Estimates from hurdle_lognormal() hurdle and positive components are mirror image

I’m fitting a hurdle lognormal model with an interaction like this:

fit1_ann <- brm(bf(biomass ~    depth_cat +  sst_mean_ann + sst_anom_ann + sst_mean_ann:sst_anom_ann,
             hu ~   depth_cat + sst_mean_ann + sst_anom_ann + sst_mean_ann:sst_anom_ann), 
            data = dat, family = hurdle_lognormal())

So both the lognormal and the binomial components have the same covariates.

Odd thing is the marginals for the terms that are interacting (sst mean and sst_anom) appear to be mirror images of each other.
Even stranger is that there is no correlation in the chains when you plot the samples for the terms that look to be reflections.
See below figure. For instance, the b_sst_anom_march (lognormal coefficient) term is pretty much a reflection of the b_hu_sst_anom_march term (coefficient for the logit hurdle). Same goes for the other terms related to sst.

Is this behaviour expected of a lognormal hurdle? I’ve never seen this before in other applications of hurdle models.


Hm, I’m really not sure, just sharing thoughts… If you have high variance in the outcome variable, that could mean that you’d have a lot of 0’s and a lot of very high values, which could maybe generate the “mirror” pattern. The comparable magnitudes are probably due to same scaling of the independent variables so that in sum it looks like a mirror image… idk. Does the model generate sensible predictions (i.e. posterior predictives)?

Thanks Max.
That’s good intuition.
The predictions for the expectation (ie probability of occurrence times expected outcome when present) do make sense to me, so that is reassuring. I’m wondering now if/how I can interpret the coefficients.
I ran the models separately, one model of presence/absences with a binomial logit and another with a lognormal just of the positive values.
When I do this all effects are in the same direction (e.g. positive effect of sst_anom_march for both models). So in the lognormal_hurdle, the coefficients for the binomial component seem to be switching signs.
I also re-ran the model with tighter prior (normal(0,2)) on the binomial slope coefficients, that seems to help somewhat. There a few good papers recommending such priors for logit models (with a flat prior the probability density ends up with high density for the binomial probability of 0 or 1).
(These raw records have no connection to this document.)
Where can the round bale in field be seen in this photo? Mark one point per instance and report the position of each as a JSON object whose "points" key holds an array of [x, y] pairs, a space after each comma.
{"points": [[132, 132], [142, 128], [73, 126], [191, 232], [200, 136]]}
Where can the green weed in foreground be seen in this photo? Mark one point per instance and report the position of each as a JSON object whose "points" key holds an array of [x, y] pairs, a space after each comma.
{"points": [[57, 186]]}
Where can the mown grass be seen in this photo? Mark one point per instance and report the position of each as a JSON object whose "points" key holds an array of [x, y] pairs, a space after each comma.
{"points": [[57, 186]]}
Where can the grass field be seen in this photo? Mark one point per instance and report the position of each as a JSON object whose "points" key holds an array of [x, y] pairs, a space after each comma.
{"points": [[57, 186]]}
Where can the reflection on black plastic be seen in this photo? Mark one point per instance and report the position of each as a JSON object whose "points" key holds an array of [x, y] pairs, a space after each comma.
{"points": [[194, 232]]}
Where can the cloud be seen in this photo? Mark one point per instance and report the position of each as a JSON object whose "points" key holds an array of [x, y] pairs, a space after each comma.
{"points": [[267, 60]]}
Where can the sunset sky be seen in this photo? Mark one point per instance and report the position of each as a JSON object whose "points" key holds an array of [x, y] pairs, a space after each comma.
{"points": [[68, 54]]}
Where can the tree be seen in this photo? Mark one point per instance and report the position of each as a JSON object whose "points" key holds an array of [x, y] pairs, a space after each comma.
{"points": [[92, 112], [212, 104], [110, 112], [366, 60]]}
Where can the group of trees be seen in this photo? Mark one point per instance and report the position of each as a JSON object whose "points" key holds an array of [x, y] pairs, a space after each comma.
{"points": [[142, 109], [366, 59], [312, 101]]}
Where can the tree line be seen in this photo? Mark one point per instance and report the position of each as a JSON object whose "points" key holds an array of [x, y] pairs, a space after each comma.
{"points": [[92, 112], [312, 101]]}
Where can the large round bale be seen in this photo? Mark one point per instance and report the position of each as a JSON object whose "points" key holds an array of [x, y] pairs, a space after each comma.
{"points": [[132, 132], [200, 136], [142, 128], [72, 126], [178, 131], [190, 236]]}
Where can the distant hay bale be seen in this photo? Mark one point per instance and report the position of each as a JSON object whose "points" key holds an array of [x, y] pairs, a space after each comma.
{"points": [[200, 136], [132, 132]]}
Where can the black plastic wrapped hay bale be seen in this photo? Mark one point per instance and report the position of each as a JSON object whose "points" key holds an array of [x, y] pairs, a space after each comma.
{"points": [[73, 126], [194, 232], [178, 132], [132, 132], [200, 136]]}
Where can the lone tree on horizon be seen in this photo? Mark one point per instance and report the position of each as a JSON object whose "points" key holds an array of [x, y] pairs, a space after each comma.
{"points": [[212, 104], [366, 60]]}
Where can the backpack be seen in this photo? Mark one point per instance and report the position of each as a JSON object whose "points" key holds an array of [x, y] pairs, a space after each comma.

I also have two random grouping effect in my fits (I excluded this to simplify the question, but seems pertinent now!). I’ll investigate their influence too. Perhaps the lack of all levels of the random effects in the model for the positive outcome (lognormal) is causing some problems.

Model of presence absence :

Lognormal model of positive values:

So I’ve resolved this.
I was interpreting the hurdle component back to front.
More negative values mean greater probability of positive values of the response. So its misleading to plot coefficients the way I have, I should reverse the sign of the hurdle coefficients so higher values mean greater probability of positive observations.
Its just a coincidence that the effect sizes in the hurdle component and lognormal component are similar magnitudes.

Here’s a reproducible example

x <- -20:50
n <- length(x)
a <- 0.1
y <- a*x + rnorm(n, sd=1)

a2 <- 0.2
intercept <- -2
#logit transform
prob1 <- exp(a2*x-intercept)/(1 + exp(a2*x-intercept))
plot(x, prob1,
     xlab = "x", ylab = "probability y > 1")

#Create lognormal data with stochastic zeros
resp <- exp(y)
resp[rbinom(n, 1, prob = 1-prob1) == 1] <- 0
plot(x, bio)

dattest <- data.frame(x = x, y = y, resp = resp)

fit1 <- brm(bf(resp ~ x,
               hu ~ x),
            iter = 2000,
            data = dattest, family = hurdle_lognormal())

#Expected outcome
gt <- conditional_effects(fit1, effects = "x")

#Expected value if resp > 1
gthu <- conditional_effects(fit1, effects = "x",
                            dpar = "mu")

#Probability resp >1
gtmu <- conditional_effects(fit1, effects = "x",
                            dpar = "hu")

plot(fitted(fit1, dpar = "hu")[,1], dattest$resp==0,
     xlab= "Predicted prob response = 0",
     ylab = "Response")